2007-11-26 05:05:19 · 2 answers · asked by referencearea 2 in Science & Mathematics Mathematics

2 answers

sqrt[(6-x)/(x-4)] = x

(6-x)/(x-4) = x^2
6-x = x^3 - 4x^2
x^3 - 4x^2 +x - 6 =0

2007-11-26 06:25:55 · answer #1 · answered by stevemorris1 5 · 0 0

I am interpreting this as

Log[√(6-x)] - Log[√(x-4)] = Log x

Note that, in order for these to be real-valued, we must have 6 - x ≥ 0 and x - 4 ≥ 0, and furthermore we cannot have x = 4. So any real-valued solution must satisfy 4 < x ≤ 6.
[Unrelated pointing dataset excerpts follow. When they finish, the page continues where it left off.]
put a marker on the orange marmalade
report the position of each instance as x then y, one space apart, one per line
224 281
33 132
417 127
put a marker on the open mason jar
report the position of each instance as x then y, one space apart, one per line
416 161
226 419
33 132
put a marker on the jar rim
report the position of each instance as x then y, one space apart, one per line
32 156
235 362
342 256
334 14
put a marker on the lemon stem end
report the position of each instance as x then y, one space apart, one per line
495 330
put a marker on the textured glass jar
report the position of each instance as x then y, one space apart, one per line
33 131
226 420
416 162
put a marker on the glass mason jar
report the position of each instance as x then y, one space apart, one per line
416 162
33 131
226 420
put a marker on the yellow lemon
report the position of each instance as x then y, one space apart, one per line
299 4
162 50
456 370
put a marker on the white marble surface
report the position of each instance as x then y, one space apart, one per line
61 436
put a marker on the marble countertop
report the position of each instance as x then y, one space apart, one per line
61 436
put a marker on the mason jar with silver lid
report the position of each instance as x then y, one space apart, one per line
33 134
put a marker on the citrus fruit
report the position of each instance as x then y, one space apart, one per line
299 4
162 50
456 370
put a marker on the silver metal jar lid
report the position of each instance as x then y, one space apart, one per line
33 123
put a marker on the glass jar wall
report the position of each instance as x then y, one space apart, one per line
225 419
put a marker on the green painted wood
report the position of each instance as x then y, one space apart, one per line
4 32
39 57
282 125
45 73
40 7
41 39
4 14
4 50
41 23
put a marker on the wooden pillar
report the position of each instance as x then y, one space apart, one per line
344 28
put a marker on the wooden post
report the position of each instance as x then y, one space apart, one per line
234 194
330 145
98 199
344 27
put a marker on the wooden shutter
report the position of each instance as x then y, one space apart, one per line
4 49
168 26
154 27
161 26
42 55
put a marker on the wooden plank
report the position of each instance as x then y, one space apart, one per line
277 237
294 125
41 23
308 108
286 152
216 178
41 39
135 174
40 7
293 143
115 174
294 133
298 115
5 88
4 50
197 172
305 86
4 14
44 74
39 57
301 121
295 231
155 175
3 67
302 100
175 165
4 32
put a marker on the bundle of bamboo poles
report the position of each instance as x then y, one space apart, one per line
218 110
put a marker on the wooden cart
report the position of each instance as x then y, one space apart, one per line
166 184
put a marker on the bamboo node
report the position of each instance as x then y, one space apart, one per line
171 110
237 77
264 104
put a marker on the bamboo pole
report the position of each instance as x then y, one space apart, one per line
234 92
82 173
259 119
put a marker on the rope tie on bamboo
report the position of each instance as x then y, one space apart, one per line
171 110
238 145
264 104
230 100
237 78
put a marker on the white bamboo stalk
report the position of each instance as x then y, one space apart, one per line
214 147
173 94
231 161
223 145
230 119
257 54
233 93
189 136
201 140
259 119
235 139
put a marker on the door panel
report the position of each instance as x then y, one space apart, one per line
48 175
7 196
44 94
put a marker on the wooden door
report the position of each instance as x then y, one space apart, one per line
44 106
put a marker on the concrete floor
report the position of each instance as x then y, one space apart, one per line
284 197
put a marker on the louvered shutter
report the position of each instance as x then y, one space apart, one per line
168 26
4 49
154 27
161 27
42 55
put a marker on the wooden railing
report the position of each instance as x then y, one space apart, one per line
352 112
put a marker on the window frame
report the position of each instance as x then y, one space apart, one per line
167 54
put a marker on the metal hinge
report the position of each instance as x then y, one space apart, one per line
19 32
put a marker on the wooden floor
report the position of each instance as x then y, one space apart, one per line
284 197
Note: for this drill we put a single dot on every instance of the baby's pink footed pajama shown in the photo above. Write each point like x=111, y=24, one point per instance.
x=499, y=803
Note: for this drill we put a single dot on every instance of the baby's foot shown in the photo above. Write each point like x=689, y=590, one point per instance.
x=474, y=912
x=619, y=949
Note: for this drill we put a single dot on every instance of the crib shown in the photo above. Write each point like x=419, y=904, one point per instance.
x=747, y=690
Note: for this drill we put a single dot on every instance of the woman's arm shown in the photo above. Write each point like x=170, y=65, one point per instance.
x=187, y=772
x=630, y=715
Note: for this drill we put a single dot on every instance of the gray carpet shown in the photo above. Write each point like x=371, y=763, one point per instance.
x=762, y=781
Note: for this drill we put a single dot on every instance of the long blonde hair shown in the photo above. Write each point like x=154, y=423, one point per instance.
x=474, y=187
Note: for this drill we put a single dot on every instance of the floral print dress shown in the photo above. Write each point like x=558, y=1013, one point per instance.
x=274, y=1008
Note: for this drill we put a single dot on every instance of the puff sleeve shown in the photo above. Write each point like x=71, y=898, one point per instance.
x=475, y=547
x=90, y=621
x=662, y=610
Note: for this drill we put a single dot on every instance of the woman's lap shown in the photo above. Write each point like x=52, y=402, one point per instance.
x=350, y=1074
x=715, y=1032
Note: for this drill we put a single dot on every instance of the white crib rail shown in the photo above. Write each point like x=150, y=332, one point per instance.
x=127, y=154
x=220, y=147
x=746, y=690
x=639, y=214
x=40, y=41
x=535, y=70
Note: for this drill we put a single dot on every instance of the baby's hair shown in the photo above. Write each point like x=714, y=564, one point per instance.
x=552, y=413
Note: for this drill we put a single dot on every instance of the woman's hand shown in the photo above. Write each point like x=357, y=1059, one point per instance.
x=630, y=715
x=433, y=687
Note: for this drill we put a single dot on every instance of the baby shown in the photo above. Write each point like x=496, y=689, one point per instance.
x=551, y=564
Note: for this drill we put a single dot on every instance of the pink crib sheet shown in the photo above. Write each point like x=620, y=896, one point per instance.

Use the fact that Log A - Log B = Log (A/B) to combine the terms on the left side:

Log[√(6-x)/√(x-4)] = Log x

Exponentiate both sides, using as base whatever value the base of the logarithms is (10, e, etc.):

√(6-x)/√(x-4) = x

Square both sides, realizing that this can introduce spurious solutions:

(6 - x)/(x - 4) = x²

Multiply both sides by (x - 4) and multiply out the right side:

6 - x = x³ - 4x²

0 = x³ - 4x² + x - 6

This cubic has a single real root at x ≈ 4.11169; note that this value does lie in the required interval 4 < x ≤ 6. More importantly, it satisfies (to within roundoff error) the original equation, so the squaring done during the solution process did not introduce a spurious result.